‘Unprecedented’ South Korean boycott damaging Japan’s retailers, manufacturers
Having now run for more than 100 days, the scale and impact of the South Korean boycott movement against Japanese products is unprecedented.
It is costing retailers, importers, airlines and travel companies millions of dollars as a largely voluntary group of consumers rally citizens to their cause, popularised by its slogan ‘I Will Not Buy, I Will Not Go, and I Will Not Wear”.
The South Korean boycott is rooted in discord between the two countries dating back to Japan’s colonial occupation of the Korean Peninsula before and during the Second World War and controversy over forced labour and sexual slavery. It expanded into a diplomatic crisis in July after Japan threatened to throttle exports of materials essential to South Korean industries.
Prior to July, Japan was South Korea’s largest source of imports by value. Shortly after the boycott began, its ranking fell to third in July and to 13th in August. Last month it fell to 28th.
Emforce, a South Korean digital marketing firm, has reported that the word ‘boycott’ appeared 1.18 million times on social-media networks this year, which was 10 times the size of the previous boycott movement following Japan’s celebration of Takeshima Day in 2013.
Japanese retailer Uniqlo is a prime example of the impact of the ‘I Will Not Wear’ boycott movement. Uniqlo has closed four Uniqlo stores since July and the number of people visiting stores which remained open has plummeted.
According to records from eight credit-card companies, Uniqlo sales plunged by 70.1 per cent to 1.77 billion won (US$1.49 million) in the fourth week of July from 5.94 billion won ($5 million) in the last week of June.
However, amid the decrease in brick-and-mortar store sales, there is a sign of consumption picking up at Uniqlo’s online mall, with its popular winter products, heat-retaining underwear called Heattech and light-weight padded jackets selling out.
Uniqlo is still expected to experience mixed fortunes in Korea this winter, as social media is still awash with messages urging users not to buy Japanese products and support the boycott.
According to the Emforce analysis, among some 1.28 million posts on Twitter related to the boycott movement between July and August, 93.3 per cent were retweets, and 6.7 per cent were new posts. While retweets still account for the majority, there were 85,000 new posts about the boycott movement between July and August, which was eight times more than the total number of relevant tweets posted in the entire year of 2013.
“It shows the scale of the movement and how each participant is taking deep interest in the matter from various standpoints,” said the report.
“Netizens retweeted posts made not by the media or civil groups, but by other netizens advancing their own opinions and sharing the boycott list of Japanese products.”
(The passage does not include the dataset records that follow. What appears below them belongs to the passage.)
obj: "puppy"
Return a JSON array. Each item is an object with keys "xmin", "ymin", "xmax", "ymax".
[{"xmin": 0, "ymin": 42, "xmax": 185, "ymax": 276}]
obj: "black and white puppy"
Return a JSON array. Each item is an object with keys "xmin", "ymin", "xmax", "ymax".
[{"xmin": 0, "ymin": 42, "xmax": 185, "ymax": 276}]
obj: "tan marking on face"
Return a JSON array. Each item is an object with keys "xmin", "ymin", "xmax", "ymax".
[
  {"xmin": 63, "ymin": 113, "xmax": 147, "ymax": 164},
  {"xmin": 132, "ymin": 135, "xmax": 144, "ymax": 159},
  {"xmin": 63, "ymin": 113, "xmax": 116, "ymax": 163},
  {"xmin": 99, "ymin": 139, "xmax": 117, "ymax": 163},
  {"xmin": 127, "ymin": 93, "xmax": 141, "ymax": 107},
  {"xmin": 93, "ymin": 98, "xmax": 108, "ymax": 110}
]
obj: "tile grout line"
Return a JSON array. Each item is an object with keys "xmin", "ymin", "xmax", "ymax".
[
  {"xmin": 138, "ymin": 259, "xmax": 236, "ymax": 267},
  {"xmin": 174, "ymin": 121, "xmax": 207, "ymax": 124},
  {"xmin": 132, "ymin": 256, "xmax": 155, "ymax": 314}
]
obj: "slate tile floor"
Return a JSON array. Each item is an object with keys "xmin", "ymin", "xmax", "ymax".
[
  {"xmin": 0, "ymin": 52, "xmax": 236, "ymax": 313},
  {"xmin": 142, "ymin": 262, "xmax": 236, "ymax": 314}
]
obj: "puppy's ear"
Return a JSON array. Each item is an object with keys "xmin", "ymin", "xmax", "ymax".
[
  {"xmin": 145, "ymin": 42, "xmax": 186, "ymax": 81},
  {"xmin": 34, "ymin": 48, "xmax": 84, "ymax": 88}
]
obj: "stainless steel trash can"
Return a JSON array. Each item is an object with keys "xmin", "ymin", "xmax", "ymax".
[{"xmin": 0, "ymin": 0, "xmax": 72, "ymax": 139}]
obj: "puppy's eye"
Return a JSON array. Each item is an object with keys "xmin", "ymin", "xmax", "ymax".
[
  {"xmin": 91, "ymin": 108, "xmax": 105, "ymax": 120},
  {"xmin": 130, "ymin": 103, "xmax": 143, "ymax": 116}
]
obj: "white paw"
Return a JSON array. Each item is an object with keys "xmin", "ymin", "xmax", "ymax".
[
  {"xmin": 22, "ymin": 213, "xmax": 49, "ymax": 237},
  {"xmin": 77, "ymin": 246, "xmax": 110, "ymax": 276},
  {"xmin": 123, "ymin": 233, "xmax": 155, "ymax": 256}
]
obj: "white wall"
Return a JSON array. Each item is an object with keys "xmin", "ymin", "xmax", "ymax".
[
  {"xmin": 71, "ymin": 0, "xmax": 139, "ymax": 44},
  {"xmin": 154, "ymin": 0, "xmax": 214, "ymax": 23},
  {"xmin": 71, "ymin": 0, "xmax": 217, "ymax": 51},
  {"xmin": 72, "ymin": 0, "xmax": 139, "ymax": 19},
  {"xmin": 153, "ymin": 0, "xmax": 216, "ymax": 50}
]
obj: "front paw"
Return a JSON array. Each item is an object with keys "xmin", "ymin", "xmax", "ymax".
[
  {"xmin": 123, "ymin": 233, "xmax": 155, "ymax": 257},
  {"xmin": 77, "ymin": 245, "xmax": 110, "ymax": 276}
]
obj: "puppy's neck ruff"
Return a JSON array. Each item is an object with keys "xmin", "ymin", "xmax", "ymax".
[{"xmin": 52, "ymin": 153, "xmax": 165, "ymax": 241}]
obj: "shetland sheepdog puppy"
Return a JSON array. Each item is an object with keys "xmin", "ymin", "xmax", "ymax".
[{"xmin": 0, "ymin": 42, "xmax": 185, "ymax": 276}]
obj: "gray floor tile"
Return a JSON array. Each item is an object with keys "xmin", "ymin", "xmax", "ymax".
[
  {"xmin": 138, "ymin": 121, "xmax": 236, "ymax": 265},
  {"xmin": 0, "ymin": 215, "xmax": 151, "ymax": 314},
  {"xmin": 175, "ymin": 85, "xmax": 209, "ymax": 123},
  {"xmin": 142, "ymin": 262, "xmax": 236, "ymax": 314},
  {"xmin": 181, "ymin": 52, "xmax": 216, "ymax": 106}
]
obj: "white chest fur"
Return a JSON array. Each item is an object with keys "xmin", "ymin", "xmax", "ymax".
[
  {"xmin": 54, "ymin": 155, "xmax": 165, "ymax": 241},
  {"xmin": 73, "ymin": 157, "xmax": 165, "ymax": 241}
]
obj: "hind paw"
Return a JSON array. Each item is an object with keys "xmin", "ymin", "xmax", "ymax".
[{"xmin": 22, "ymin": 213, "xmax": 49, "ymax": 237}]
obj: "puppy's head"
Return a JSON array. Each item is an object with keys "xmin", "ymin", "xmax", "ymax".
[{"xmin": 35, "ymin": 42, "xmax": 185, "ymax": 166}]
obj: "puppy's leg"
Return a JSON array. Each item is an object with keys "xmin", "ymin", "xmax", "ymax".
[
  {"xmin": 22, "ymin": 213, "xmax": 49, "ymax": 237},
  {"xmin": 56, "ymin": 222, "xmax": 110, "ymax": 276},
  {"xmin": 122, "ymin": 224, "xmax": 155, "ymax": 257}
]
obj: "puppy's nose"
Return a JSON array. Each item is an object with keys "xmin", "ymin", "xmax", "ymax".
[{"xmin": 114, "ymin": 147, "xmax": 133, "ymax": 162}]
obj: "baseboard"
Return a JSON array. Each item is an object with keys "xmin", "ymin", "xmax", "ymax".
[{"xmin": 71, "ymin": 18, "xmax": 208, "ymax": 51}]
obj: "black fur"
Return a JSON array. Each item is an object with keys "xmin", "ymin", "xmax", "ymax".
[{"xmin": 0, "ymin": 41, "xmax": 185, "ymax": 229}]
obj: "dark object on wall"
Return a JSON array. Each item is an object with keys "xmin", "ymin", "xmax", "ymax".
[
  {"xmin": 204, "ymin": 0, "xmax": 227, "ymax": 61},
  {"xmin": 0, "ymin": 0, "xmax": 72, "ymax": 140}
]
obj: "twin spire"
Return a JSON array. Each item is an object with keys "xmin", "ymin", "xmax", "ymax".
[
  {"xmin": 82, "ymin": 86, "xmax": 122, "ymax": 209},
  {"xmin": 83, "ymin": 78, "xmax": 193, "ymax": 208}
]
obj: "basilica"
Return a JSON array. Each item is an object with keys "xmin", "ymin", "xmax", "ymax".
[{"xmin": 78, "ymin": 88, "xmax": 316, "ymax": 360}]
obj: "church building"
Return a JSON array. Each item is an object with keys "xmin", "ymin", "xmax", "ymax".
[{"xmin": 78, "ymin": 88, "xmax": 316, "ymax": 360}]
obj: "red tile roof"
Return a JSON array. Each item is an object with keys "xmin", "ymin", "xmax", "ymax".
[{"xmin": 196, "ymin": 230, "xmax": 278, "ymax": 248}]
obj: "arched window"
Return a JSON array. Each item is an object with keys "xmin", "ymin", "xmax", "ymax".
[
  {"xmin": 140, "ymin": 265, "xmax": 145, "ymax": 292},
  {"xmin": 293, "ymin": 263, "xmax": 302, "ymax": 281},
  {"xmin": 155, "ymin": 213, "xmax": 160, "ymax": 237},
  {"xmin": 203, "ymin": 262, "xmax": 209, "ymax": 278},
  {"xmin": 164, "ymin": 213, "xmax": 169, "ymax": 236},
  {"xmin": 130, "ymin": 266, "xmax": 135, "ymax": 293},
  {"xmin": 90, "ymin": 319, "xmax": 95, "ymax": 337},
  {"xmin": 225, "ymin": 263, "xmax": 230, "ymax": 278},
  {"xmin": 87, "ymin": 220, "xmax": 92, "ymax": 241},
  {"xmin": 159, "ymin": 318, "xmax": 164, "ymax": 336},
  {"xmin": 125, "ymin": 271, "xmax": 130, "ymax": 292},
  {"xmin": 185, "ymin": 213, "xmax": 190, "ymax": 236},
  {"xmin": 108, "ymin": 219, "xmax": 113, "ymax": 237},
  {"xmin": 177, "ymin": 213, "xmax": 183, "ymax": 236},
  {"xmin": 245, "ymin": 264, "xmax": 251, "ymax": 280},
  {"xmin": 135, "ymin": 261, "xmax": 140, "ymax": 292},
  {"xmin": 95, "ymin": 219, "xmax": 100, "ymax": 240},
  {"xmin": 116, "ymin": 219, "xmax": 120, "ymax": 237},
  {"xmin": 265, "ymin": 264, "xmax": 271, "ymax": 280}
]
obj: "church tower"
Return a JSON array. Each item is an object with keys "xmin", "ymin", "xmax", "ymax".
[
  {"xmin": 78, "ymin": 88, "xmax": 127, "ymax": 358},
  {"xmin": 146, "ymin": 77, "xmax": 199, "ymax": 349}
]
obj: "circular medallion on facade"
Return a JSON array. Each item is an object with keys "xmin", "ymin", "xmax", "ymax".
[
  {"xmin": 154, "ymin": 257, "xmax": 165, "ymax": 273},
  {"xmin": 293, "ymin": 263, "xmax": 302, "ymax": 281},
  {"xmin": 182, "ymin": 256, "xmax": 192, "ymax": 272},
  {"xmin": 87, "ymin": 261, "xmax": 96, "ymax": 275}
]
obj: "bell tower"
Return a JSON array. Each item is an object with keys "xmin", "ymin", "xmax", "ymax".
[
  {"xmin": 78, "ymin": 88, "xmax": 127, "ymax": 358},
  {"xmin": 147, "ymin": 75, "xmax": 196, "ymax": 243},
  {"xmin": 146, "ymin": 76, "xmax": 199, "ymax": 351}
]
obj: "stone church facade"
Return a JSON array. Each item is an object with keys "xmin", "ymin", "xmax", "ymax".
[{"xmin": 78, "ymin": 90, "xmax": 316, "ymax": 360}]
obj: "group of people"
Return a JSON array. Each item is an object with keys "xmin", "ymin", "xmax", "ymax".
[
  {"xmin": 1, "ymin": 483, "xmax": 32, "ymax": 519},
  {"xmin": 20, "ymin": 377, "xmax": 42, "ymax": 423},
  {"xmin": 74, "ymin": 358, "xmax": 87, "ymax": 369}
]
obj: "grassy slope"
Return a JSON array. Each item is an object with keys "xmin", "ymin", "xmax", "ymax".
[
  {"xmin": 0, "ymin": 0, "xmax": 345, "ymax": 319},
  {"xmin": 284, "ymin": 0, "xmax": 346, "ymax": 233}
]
Data Lab, Line parent Naver Corp’s big-data platform, reported a decrease in the number of clicks on Japanese products throughout almost all sectors at online shopping malls.
“The initial drive that’s been leading the movement is weakening. Nevertheless, it is now being replaced with a collective habit of rejecting Japanese products since more consumers are less inclined to buy due to the bad economy,” Data Lab said.
“The aftereffects of the movement are expected to continue.”
While some South Koreans are still purchasing Japanese products, the voluntary participation of the public still leaves little room for Japanese companies, according to Korea Bizwire.
Japanese beer has all but disappeared from store shelves, with the Korea Customs Service, reporting just $6000 worth of Japanese beer crossed the border in September.
The South Korean boycott of travel to Japan has also sent shockwaves through the Japanese economy. Passengers on flights bound for Japan dropped 30 per cent in September from a year earlier during the Chuseok holiday season, the peak travel season.
According to the Korea Economic Research Institute, there was a 27.6-per-cent drop in the number of South Korean tourists visiting Japan in July-August which cost the Japanese economy an estimated US$292 million.
The October reservation rate also dropped and despite a reduction in the number of flights, occupancy was just 60 per cent on those still scheduled.